− У меня их нет и никогда не было, но у вашего сына они есть. Он сам это сказал, а значит сила заползла глубоко в его тело и начала его пожирать. Рано или поздно она доберется и до души.
− Значит, он обречен? – спрашивал король, будто впервые услышал, что аграафов преследует недолгая жизнь и безумие.
− Все аграафы обречены, − меланхолично ответил Грэстус и снова переместил себе бокал с вином, чтобы неспешно пробовать его, наслаждаясь нотами вкуса так, словно в этом смысл всей жизни. − Это даже не страшно, просто так было задумано.
− Как вы вообще поняли, что у него есть эти стигматы? – спросил король, вскакивая со своего места и быстро шагая к окну.
Оттуда можно было увидеть сад, освещенный огнями бального зала. Несколько пар, утомленных танцами, прогуливались по дорожкам, в лучах невысоких фонарей, только эта их беспечность сейчас злила короля. Он бы хотел видеть сына где-то там среди этих пар, беспокоиться, чтобы его не окрутила какая-нибудь ушлая девица, а не слушать дикие истории о метках и пожирающей души тьме.
− Все очень просто, − спокойно ответил Грэстус. − Я сравнил нас. Он малоподвижен, бледен, слаб, затянул себя тугим костюмом, вот я и подумал, что все дело в стигматах, а он это подтвердил. К тому же его силы оказалось куда больше, чем я предполагал. Подобной мощи от мальчишки я не ожидал. Уж простите мне такие слова, но аграаф в двадцать лет − сущий ребенок, даже если он сын короля. Гэримонд оказался куда сильнее, чем я вообще мог предполагать. Многое из того, что он сделал сегодня, удавалось мне лишь на втором столетии жизни. Защищающий купол с временным ограничением – это уровень очень могущественного мага. Перенастройка энергии противника и превращение ее в свою не каждый аграаф осваивает, а вот так с легкостью пропустил мою через свой посох и присвоил себе, будто это пустяк. Про расторгнутый договор с посохом я даже говорить боюсь. Я был уверен, что это невозможно, и не поверил бы, если бы своими глазами не увидел, как он это сделал, еще и с такой небрежностью, словно это так же просто как выбросить на дорогу башмак.
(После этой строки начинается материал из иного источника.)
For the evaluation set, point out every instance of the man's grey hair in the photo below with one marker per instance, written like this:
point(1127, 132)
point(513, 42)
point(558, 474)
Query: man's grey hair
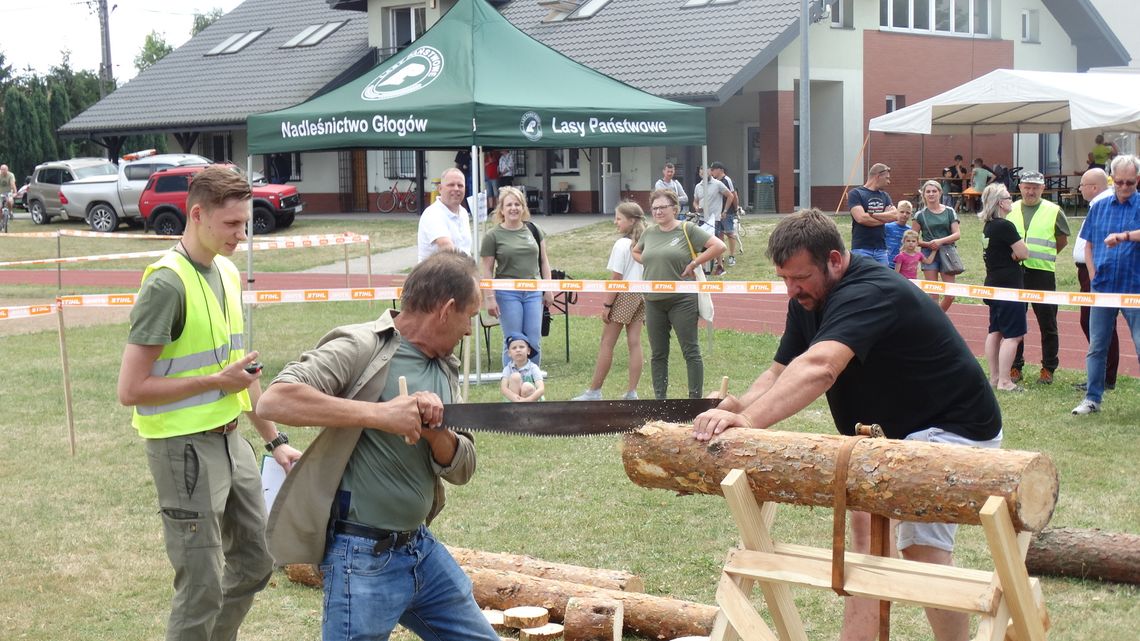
point(1121, 162)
− Но ведь вы победили, − не понимал король. – Если вы победили, значит он не так уж и силен.
− Да, я победил, но на моей стороне опыт, и никакой победы я не чувствую. Мне кажется, что он просто поддался, пытаясь скрыть часть своих умений.
− Зачем ему их скрывать? – спрашивал король, оборачиваясь. – Что страшного в силе?
− Может, ее темное начало? – вместо ответа спросил Грэстус, пожимая плечами, и тут же ставил бокал, чтобы коснуться собственного лба. – Правда, я могу быть не совсем объективен. Я боюсь вашего сына. – Он смотрел на короля почти с мольбой, будто только тот мог его спасти, и продолжал. – Его глаза − матовые, хладнокровные… они меня пугают. Как я могу судить о нем и его мощи? Я очень хочу дать вам совет, но могу только содрогаться, вспоминая бой с Гэримондом. Он не яростный противник, не азартный, а холодный, как само небытие. С подобным я никогда не встречался, поэтому…
− Замолчи уже! – внезапно велел Гэримонд, резко распахнув дверь.
Он буквально оттолкнул Агимана, охранявшего дверь, и шагнул в кабинет. Темная сила буквально клубилась у его ног, как черная кошка ластилась к нему, закрывая босые ступни.
− Что за наглость?! – воскликнул король, жестом останавливая Агимана, готового бороться с принцем, только короля никто не собирался слушать.
Гэримонд шагнул к Грэстусу и с неожиданной силой в сухих тонких руках схватил его за камзол, встряхивая над креслом.
− Убирайся отсюда, − прорычал он ему в лицо и тут же оттолкнул к двери.